Focus Shift: Processing Grief Through Nature Photography

Grief.

Even the word itself is something that gives us discomfort, let alone having to ride out the waves of overwhelming emotions that come when one is mired in it.

Grief is complicated. It is so decidedly personal and yet, it is one of those binding human experiences that everyone will go through at some point in their lives. While we often associate it with a death, it is not something black and white that begins and ends with a physical loss but is instead a complex emotional process that can be tied to any significant life changes: illnesses, the ending of relationships or friendships, moving, the effect of divorce on children or any other period of upheaval in our life.
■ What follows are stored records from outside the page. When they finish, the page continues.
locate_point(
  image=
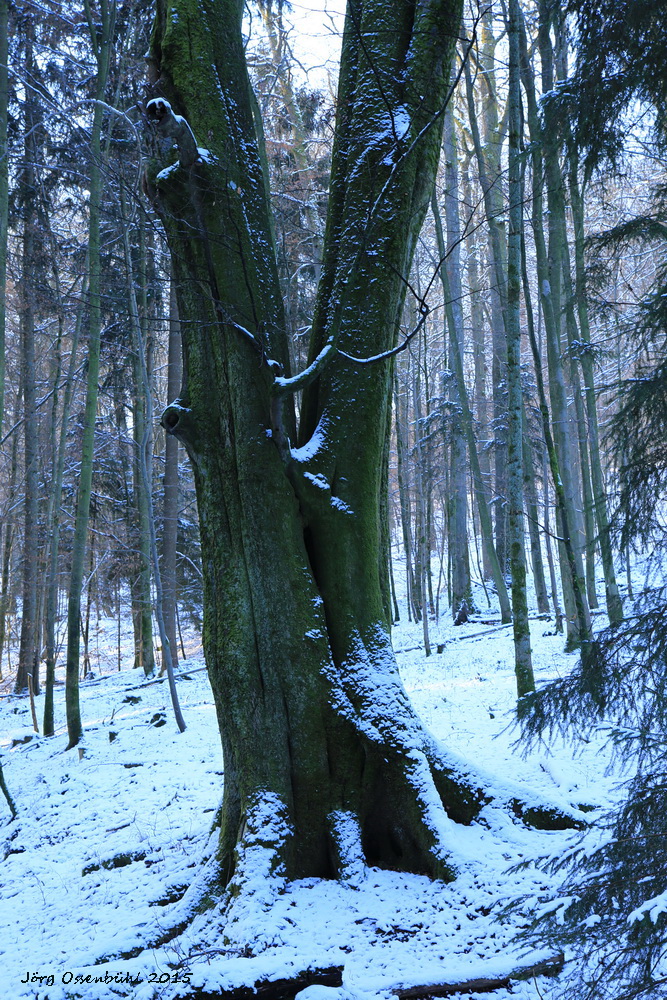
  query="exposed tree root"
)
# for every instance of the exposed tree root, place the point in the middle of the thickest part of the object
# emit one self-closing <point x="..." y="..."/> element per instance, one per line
<point x="549" y="967"/>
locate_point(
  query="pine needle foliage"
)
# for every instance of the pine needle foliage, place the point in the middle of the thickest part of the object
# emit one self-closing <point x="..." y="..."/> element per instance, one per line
<point x="612" y="913"/>
<point x="613" y="908"/>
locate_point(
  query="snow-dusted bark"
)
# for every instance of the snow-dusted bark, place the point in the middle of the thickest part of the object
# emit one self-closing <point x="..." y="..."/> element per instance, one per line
<point x="326" y="764"/>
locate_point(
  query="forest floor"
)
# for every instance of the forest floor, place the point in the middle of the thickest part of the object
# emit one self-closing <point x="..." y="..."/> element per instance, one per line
<point x="97" y="865"/>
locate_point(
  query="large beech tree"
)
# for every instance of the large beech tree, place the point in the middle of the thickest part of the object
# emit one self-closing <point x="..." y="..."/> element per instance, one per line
<point x="325" y="760"/>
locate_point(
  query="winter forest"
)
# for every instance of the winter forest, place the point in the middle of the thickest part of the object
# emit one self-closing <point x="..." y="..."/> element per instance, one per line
<point x="333" y="423"/>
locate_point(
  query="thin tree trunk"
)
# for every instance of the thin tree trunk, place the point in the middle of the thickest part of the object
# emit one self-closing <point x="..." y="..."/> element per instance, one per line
<point x="466" y="416"/>
<point x="549" y="270"/>
<point x="144" y="387"/>
<point x="170" y="503"/>
<point x="29" y="637"/>
<point x="102" y="44"/>
<point x="53" y="520"/>
<point x="613" y="600"/>
<point x="523" y="665"/>
<point x="458" y="525"/>
<point x="4" y="190"/>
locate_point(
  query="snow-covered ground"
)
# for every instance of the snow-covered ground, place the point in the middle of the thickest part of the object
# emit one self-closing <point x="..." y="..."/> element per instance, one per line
<point x="145" y="795"/>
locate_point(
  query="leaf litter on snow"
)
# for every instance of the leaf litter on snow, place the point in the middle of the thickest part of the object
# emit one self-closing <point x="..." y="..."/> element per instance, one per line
<point x="107" y="854"/>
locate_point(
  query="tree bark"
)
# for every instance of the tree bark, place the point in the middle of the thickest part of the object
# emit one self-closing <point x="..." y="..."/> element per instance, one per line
<point x="170" y="503"/>
<point x="522" y="653"/>
<point x="102" y="46"/>
<point x="28" y="650"/>
<point x="296" y="632"/>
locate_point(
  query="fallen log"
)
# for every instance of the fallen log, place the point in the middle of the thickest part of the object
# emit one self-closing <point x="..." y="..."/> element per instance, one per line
<point x="276" y="989"/>
<point x="547" y="967"/>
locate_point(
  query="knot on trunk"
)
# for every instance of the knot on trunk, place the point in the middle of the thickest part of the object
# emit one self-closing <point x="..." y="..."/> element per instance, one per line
<point x="173" y="129"/>
<point x="177" y="420"/>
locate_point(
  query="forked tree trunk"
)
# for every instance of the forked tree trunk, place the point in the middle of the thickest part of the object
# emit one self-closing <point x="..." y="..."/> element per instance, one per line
<point x="325" y="760"/>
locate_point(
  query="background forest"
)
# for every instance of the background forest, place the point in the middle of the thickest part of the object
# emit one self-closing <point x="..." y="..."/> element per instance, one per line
<point x="526" y="464"/>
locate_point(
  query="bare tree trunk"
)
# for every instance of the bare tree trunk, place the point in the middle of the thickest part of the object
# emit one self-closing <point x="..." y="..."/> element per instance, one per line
<point x="28" y="651"/>
<point x="458" y="524"/>
<point x="523" y="665"/>
<point x="170" y="508"/>
<point x="102" y="42"/>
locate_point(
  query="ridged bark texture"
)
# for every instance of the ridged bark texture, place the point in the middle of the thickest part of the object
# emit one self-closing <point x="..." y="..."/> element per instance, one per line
<point x="316" y="727"/>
How each of us processes and navigates grief is wholly different, for better and for worse, and despite being a universal human experience, grief is something we often shy away from talking about openly.

I am by no means an expert or authority on grief. I have experienced periods of grief in my life that led to long bouts of depression and anxiety and even with all of my experience in navigating and advocating for better mental health – for myself and for others – I admit that I still struggle, as we all do, with navigating the emotional rollercoaster that comes with loss and change. And as I write this, I am deep within grieving one of the toughest losses and periods I’ve ever experienced.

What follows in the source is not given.